Calaf mourns the loss of Liu
Photo credit: Marty Sohl
When it comes to Turandot’s individual singers and smaller ensembles, though, while there were many perfectly enjoyable moments, very few were memorable or captivating to me. And not for any singer’s fault. It’s just that the opera itself does not have more than a handful of truly compelling arias, basically Nessun dorma by prince Calaf and Tanto amore segreto by the loving slave Liu before she kills herself. Nessun dorma is one of the most famous operatic arias ever, as Sir Denis Forman put it in Night at the Opera, this “wonderful aria shines out, pure Italian gold, amidst all the surrounding exotica. It has a sweeping line, a great climax and if you don’t fall for this you might as well give up hope of a good relationship with Italian opera.”
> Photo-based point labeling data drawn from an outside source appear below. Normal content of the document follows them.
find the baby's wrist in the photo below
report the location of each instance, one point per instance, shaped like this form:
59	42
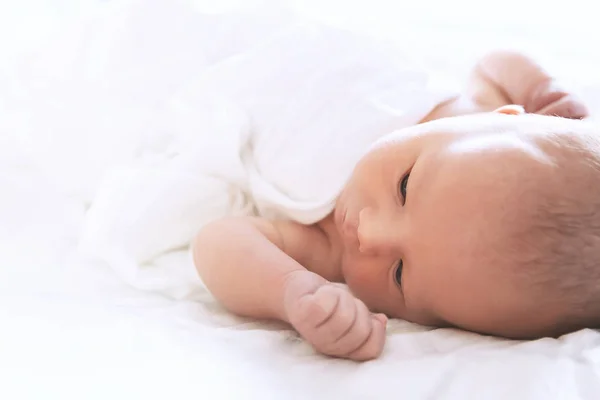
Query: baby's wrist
297	285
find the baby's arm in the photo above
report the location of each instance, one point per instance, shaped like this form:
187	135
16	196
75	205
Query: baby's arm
277	270
504	77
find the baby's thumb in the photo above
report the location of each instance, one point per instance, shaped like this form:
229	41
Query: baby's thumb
381	318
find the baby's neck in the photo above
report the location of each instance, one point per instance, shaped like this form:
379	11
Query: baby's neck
327	225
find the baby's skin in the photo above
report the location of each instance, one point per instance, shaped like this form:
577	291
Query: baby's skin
410	231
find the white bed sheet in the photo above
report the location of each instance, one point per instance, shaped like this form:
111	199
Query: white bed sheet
70	329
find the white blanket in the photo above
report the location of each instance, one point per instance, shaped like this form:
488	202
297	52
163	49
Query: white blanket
273	131
72	328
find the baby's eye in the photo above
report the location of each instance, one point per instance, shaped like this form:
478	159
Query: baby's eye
398	273
403	184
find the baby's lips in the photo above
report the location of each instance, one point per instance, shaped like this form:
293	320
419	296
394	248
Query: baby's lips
381	318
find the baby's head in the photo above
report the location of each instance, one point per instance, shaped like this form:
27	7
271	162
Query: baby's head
489	222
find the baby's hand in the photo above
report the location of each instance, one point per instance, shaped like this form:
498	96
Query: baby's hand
338	324
548	98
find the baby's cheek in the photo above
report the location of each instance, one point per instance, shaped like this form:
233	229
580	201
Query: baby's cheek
367	283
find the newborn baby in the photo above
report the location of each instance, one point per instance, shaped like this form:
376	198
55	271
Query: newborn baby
481	217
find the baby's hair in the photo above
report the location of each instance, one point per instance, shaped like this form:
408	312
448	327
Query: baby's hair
563	236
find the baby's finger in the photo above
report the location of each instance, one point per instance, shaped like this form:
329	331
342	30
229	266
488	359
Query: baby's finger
340	323
315	309
566	107
354	337
373	347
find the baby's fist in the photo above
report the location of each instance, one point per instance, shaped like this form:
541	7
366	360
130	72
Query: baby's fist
338	324
547	98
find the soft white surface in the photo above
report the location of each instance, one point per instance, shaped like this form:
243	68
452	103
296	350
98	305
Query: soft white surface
69	328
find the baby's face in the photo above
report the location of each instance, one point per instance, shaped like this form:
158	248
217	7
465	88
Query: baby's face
422	220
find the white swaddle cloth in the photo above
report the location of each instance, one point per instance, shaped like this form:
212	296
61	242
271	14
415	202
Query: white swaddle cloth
273	131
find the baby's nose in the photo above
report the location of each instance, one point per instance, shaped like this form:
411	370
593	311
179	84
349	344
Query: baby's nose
375	233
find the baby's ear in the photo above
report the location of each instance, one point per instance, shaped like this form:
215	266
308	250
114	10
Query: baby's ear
511	109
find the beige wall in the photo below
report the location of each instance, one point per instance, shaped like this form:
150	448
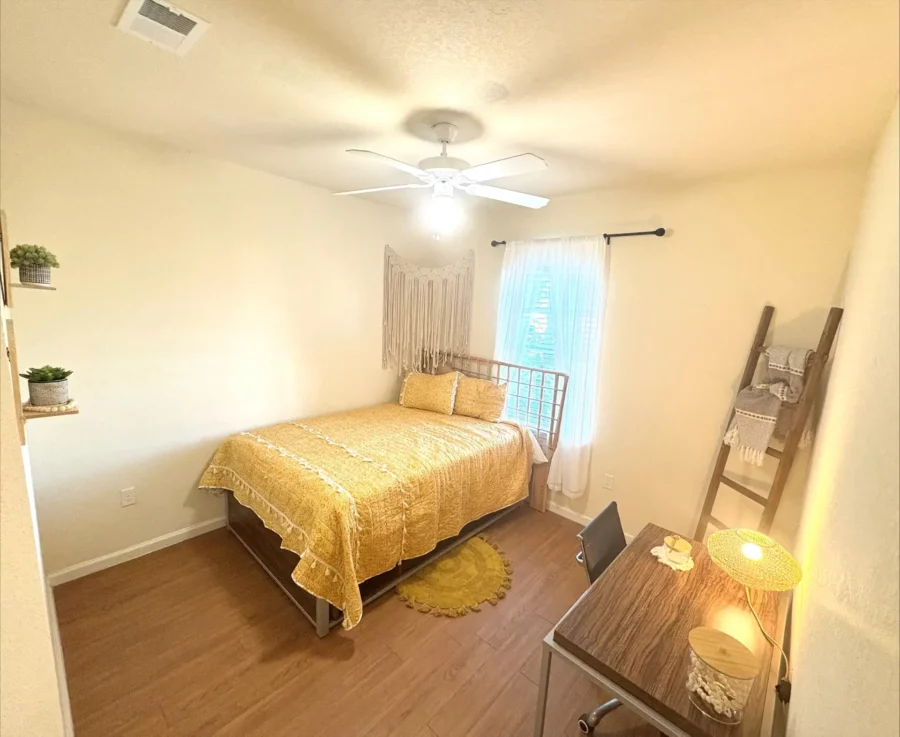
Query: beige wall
29	694
847	613
196	299
680	315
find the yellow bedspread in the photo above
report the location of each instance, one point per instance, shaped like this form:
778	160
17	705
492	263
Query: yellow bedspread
354	493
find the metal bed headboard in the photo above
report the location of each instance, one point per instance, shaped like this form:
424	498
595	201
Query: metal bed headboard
535	397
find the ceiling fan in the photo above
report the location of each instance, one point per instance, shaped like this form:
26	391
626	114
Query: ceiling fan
445	174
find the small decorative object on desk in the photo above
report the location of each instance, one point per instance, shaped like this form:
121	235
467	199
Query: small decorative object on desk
675	552
33	262
47	385
721	674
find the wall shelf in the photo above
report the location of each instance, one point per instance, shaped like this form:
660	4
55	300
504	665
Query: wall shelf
30	415
45	287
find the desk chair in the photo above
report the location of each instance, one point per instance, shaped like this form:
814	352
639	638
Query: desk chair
601	540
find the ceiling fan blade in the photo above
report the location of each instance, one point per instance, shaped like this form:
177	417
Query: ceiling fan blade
506	195
401	165
521	164
383	189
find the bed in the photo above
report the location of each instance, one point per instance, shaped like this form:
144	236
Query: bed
338	509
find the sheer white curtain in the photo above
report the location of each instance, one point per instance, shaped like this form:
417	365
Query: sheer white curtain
551	300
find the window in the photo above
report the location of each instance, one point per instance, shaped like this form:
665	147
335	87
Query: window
549	318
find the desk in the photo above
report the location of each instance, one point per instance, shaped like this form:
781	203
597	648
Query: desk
629	633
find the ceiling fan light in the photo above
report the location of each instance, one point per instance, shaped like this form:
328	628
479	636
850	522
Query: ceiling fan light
443	214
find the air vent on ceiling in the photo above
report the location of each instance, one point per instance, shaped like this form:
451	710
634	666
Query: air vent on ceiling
162	24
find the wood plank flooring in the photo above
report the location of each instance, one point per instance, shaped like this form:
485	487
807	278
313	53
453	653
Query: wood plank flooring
197	640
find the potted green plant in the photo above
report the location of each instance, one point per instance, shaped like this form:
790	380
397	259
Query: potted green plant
48	385
33	262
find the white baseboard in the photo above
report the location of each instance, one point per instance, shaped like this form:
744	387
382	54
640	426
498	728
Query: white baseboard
581	519
135	551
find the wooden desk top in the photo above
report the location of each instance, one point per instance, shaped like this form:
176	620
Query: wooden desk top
632	626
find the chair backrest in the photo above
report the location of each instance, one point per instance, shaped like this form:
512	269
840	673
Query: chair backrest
602	540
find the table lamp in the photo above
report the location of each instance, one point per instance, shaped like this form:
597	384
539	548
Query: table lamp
757	561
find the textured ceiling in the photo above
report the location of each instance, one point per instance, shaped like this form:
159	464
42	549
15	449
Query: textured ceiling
608	91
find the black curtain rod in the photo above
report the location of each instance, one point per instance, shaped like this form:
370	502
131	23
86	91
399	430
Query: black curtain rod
658	232
608	236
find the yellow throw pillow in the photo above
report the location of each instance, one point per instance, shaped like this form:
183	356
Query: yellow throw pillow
480	398
434	393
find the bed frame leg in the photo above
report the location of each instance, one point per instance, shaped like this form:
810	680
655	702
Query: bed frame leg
322	614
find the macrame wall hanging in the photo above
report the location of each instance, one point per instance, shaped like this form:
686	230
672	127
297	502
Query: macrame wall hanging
427	312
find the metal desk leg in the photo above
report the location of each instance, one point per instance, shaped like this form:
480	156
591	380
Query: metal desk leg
542	690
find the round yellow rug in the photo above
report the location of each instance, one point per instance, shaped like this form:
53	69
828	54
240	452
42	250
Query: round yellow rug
458	583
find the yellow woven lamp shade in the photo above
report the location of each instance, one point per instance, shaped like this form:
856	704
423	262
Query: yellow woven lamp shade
754	560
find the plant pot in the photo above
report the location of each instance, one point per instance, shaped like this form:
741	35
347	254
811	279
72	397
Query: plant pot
44	393
34	274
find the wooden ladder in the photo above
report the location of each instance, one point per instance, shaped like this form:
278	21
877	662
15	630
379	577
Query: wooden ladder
785	457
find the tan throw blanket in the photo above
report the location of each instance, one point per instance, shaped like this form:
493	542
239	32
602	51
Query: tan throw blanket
354	493
765	409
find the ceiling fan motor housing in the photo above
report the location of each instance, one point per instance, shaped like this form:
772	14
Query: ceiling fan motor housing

Timur and his faithful Liu fare their way
Photo credit: Marty Sohl
The Argentine tenor Marcelo Alvarez was a force of nature as Calaf. This singer is growing on me every time I see him. He truly rides orchestras and has a manly melodic power that is a pleasure to hear and at times pretty gut stirring, too. I particularly liked his soaring Nessun dorma and the power with which he attacked his responses to the three riddles. Russian up-and-coming soprano Hibla Gerzmava was a moving and intense Liu. I will be interested to see her again in other roles. American dramatic soprano Christine Goerke as the ice princess Turandot had impressive and almost thunderous power, however, her lines are pretty declamatory in nature and there’s not much expressivity that can come out of that no matter how good the singer.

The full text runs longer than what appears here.